Feng laughed. "Let's not talk about your future. Honestly, I doubt you'll pass the Defense Ministry's exams. Maybe you'll just end up working for me forever—for free."
Then his laughter faded, and his gaze darkened.
"Think about the people on the three planets of Shanglin. Think about those clans that've lasted thousands of years. Even the Seven Great Houses—why do they still revere that old man and his disciples? It's because of his personal strength. Pure and simple."

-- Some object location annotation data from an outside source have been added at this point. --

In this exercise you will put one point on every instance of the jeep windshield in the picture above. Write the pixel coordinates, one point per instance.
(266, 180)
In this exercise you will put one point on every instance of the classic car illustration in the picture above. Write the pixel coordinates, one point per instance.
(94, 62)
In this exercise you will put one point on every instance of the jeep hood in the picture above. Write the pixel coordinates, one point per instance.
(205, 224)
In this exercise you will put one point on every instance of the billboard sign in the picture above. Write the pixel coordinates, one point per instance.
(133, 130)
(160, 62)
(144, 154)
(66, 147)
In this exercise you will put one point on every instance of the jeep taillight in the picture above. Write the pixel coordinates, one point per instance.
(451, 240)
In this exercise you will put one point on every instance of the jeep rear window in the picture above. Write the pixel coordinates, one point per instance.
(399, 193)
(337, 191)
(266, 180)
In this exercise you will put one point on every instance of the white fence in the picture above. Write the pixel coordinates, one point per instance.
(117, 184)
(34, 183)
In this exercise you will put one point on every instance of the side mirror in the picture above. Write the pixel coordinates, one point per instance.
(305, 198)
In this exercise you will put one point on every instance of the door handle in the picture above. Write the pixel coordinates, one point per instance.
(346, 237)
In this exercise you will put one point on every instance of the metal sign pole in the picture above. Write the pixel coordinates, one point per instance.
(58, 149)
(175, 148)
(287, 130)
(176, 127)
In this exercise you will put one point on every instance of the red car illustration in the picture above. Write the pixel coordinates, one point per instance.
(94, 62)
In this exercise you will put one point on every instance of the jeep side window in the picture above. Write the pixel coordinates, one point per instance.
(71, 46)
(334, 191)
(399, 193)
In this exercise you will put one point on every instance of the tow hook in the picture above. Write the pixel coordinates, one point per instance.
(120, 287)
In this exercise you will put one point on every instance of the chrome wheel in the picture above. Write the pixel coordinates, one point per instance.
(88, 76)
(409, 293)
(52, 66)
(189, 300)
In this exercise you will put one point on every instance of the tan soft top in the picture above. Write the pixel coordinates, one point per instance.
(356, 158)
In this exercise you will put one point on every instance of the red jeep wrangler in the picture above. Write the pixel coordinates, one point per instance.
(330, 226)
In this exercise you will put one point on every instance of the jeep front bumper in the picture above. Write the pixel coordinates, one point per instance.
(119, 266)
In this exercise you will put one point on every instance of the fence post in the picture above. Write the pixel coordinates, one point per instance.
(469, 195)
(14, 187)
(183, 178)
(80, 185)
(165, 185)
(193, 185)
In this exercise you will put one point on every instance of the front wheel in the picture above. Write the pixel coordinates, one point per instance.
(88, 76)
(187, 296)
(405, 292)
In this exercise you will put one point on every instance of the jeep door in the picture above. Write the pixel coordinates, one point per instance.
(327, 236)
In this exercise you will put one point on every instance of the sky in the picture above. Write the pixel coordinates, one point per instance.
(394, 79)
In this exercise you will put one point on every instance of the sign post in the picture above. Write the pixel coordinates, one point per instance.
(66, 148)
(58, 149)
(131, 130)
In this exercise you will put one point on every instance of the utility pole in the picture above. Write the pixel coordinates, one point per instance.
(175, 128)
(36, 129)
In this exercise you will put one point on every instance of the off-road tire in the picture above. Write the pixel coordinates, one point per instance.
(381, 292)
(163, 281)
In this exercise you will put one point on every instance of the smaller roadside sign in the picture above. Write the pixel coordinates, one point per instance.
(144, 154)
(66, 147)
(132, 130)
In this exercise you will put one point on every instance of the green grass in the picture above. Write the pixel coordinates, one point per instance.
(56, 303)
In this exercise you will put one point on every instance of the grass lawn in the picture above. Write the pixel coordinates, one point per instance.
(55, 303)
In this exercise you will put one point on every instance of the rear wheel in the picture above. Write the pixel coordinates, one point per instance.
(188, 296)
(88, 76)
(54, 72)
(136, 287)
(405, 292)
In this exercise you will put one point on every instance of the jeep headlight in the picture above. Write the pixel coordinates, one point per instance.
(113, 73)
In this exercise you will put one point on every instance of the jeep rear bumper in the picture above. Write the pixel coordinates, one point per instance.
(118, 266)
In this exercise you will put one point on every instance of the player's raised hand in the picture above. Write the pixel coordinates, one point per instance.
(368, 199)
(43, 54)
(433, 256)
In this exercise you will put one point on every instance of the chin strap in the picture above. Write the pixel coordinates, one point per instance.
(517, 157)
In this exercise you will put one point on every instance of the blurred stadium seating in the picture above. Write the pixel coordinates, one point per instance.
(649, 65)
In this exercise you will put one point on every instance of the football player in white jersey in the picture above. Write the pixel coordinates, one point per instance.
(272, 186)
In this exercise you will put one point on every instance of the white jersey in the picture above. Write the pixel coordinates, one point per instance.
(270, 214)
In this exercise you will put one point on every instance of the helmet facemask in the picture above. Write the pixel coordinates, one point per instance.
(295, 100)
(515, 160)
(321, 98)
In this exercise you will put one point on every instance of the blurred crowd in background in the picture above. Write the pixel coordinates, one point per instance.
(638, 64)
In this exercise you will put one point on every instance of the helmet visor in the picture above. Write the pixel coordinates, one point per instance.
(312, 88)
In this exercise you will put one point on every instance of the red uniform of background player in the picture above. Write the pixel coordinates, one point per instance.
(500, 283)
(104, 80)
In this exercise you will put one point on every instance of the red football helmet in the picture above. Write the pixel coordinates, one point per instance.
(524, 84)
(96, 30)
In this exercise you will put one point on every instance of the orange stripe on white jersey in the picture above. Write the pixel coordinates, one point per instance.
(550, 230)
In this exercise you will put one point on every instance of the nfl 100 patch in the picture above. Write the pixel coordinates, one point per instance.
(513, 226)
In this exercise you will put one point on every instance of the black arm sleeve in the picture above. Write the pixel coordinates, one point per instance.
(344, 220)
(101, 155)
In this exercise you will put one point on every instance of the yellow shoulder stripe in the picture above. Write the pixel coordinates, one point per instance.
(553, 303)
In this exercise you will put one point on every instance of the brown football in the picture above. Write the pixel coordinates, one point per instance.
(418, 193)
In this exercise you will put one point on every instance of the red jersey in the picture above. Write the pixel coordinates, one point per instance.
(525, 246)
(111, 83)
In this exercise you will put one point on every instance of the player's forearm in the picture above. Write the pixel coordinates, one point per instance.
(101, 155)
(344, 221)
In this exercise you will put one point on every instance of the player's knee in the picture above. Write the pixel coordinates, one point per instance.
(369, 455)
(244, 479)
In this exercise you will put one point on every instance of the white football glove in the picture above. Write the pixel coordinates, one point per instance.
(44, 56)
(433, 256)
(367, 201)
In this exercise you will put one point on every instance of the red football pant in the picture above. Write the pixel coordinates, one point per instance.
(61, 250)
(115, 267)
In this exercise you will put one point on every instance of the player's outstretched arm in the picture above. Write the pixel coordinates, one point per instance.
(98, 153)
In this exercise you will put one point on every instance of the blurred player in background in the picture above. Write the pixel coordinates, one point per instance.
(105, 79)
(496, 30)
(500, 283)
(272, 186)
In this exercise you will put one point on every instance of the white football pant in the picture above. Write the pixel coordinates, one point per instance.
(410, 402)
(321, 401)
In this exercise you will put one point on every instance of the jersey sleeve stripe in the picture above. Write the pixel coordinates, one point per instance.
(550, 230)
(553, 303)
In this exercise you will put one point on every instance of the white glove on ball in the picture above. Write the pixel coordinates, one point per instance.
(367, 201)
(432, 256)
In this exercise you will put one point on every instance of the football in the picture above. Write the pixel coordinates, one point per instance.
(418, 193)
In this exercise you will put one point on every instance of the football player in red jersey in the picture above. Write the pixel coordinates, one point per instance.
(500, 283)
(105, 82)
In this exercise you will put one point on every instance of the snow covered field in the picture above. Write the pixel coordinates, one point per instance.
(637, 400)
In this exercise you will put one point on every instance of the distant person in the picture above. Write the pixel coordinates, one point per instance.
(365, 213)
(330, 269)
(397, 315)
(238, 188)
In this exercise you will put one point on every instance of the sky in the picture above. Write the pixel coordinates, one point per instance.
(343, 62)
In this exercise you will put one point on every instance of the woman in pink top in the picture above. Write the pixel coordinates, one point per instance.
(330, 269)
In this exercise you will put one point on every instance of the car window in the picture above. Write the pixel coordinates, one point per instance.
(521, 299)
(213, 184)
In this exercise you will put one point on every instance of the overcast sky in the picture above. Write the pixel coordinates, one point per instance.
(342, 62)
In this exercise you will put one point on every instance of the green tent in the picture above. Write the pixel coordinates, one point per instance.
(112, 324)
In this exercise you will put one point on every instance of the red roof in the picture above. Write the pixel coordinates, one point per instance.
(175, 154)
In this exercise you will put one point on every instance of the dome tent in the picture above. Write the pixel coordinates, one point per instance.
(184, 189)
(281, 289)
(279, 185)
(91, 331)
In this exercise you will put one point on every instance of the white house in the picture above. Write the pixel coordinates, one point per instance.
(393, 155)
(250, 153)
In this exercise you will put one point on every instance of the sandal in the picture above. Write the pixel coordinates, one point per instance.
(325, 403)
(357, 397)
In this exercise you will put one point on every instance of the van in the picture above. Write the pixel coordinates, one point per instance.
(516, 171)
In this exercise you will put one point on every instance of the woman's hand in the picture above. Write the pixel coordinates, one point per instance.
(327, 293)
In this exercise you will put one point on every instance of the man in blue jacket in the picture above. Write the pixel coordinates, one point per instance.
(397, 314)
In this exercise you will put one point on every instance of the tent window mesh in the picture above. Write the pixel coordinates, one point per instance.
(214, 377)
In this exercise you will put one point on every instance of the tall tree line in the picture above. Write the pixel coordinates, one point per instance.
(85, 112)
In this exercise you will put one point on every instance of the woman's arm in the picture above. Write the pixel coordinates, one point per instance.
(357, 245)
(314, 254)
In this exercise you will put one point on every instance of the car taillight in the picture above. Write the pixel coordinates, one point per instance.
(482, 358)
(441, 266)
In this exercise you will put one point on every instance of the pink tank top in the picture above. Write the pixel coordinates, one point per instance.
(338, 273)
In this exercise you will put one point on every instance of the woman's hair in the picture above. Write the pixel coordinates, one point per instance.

Shanglin—capital region of the Central Star Circle, the most advanced, luxurious place in all the Federation. To Xu Le, who came from the forgotten East Forest provinces, the Seven Great Houses were distant, untouchable nobility. And the old man Feng mentioned...
"Oh my god," Xu Le whispered. "You're calling the War God 'that old guy'…"
Feng ignored the outburst.
"Forget horse stance today. Just repeat the routine exercises once more."
He looked down at Xu Le, who'd collapsed after holding the stance for half an hour. The boy hated these drills—but never slacked. For all his reluctance, he was relentless once he committed. Who else, Feng mused, could endure two years of this, day in, day out, at just sixteen?
"Focus on your breathing. Relax your mind," Feng said slowly, watching the boy sweat and shake on the grass. "Feel it. Remember every path of pain in your muscles. Don't run from it. Learn it."